Utilizando o elemento Quiral único que emergiu desde o Death Stranding, Sam pode recorrer à tecnologia de impressão Quiral para facilitar a sua jornada pelo continente. Se um rio revolto impede o seu progresso, pode literalmente imprimir uma ponte para atravessar com a quantidade necessária de Quirálio e metais. Ou se a bateria acabar dentro da rede Quiral, pode imprimir um gerador de turbina para recarregar – desde que esteja preparado com uma ferramenta PCC.

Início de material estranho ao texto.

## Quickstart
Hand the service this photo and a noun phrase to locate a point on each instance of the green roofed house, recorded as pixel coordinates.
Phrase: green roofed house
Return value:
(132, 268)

A preparação é fundamental. Sam tem formas de se desenrascar nas piores situações, mas é melhor evitá-las. Folhas de Sandalweed podem ser usadas para improvisar calçado se os seus sapatos se estragarem, mas deveria, na verdade, levar um par extra ou dois. Se a bateria morrer sem forma de carregar, poderá ter de abandonar carga extra para conseguir chegar ao seu destino. Felizmente, a jornada é facilitada por outros Portadores.
As modificações que faz em Death Stranding 2 são persistentes. Cada escada que coloca e ponte que constrói é partilhada com outros jogadores online, além dos materiais contribuídos para a construção de estradas e monorails. Podem ser destruídas pelo timefall ou arrastadas por inundações, mas novos Portadores aparecerão para construir as suas próprias. Jogar offline pode sentir-se isolador e solitário, mas online verá os vestígios de outros Portadores e as jornadas que fizeram por todo o lado. Em vez de se sentir solitário, de repente faz parte de uma comunidade silenciosa, mas dedicada. Sem forma de interferir maliciosamente com outros jogadores, sente-se exclusivamente como uma mão amiga quando está em baixo.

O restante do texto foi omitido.